Now Towtongie is intent on rebuilding the organization’s credibility, something she believes she did successfully the first time around.

To prove to beneficiaries that she’s committed, Towtongie has already shaved $20,000 off of the $179,000 salary she began her term with.

Towtongie has also turned down the housing allowance she’s entitled to. She and her husband own their own home in Rankin Inlet, where she works out of NTI’s office.

Towtongie says she doesn’t feel good taking so much, when so many Nunavummiut have so little.

“Issues of financial misuse are heard all over the world,” she said. “I’m not the president of a multi-million dollar [private] corporation. I’m an Inuk beneficiary and these are financial benefits that should go to all of us, and our unborn children.”

While transparency tops Towntongie’s priorities, experience has shown her there’s little time or place to hold grudges against those who’ve put the organization in the headlines for the wrong reasons.

That’s despite the fact that, following her first NTI presidency (2001-2003), it was her then-vice president of finance — Paul Kaludjak — who ran against Towntongie and won.

“I have respect for Paul,” she said. “I’m not surprised he won — he has good people skills.”

But back in the leader’s seat, Towtongie knows that time is money and two years doesn’t give her much.

Besides a regular review of NTI’s financial statements, she wants to look at the Nunavut elders’ pension to either increase the $150 monthly allowance or make it accessible to more people by adjusting the cut-off age.

Right now, only beneficiaries born before 1948 have access to the pension.

As well, Towtongie would like to do a comparative analysis of Nunavik’s Raglan Mine to explore how Inuit in Nunavut may better benefit from the territory’s growing mining industry.

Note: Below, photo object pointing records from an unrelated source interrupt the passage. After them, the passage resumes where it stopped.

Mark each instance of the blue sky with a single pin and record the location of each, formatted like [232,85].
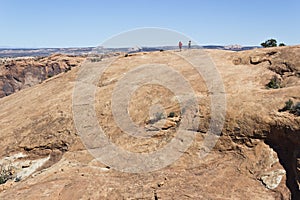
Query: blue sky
[77,23]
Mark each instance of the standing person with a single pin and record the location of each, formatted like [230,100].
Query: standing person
[190,44]
[180,45]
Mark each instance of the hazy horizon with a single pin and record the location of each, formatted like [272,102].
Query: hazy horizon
[61,24]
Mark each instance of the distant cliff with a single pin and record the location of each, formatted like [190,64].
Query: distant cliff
[17,74]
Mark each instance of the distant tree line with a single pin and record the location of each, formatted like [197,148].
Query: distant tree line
[271,43]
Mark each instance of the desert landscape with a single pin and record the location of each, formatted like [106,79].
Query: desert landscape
[256,156]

As part of NTI’s anti-poverty strategy, Towtongie wants Northern stores across the territory to start buying handmade crafts from Inuit artists and seamstresses, to promote a more competitive market for Nunavut’s artisans.

And Towntongie says Nunavut needs to help facilitate a more permanent labour force, rather than the current system, which she says pays big benefits to transient workers.

“We’re flying workers in from Newfoundland and Quebec,” she said. “It’s not sustainable.”

That means offering more culturally-appropriate education to Nunavummiut at home, she said, especially in the trades.

Towtongie is currently hosting a student from Iqaluit who is studying to be an oil burner mechanic at Arctic College’s new trades training centre in Rankin Inlet.

“I support it personally and professionally because it’s a huge need in Nunavut,” she said. “If you fly these students down south [to study], you lose them.”

Originally from Coral Harbour, Towtongie left home as a teen to attend residential schools in Yellowknife, Iqaluit and then Rankin Inlet, which she has called home since.

She studied native law at the University of Saskatoon, business administration at Lethbridge College and worked for more than a decade for the Keewatin legal services centre.

Towtongie didn’t know it then, but she helped put Inuit culture in international headlines when she encouraged Michaëlle Jean. then the Governor General, to eat seal heart at a Rankin Inlet feast in 2009.

Towtongie is married with three grown children and four grandchildren, of whom she is immensely proud.

“My hope, like any other parent, is for them to live well, treat people well and to work to give Nunavut a better future,” she said.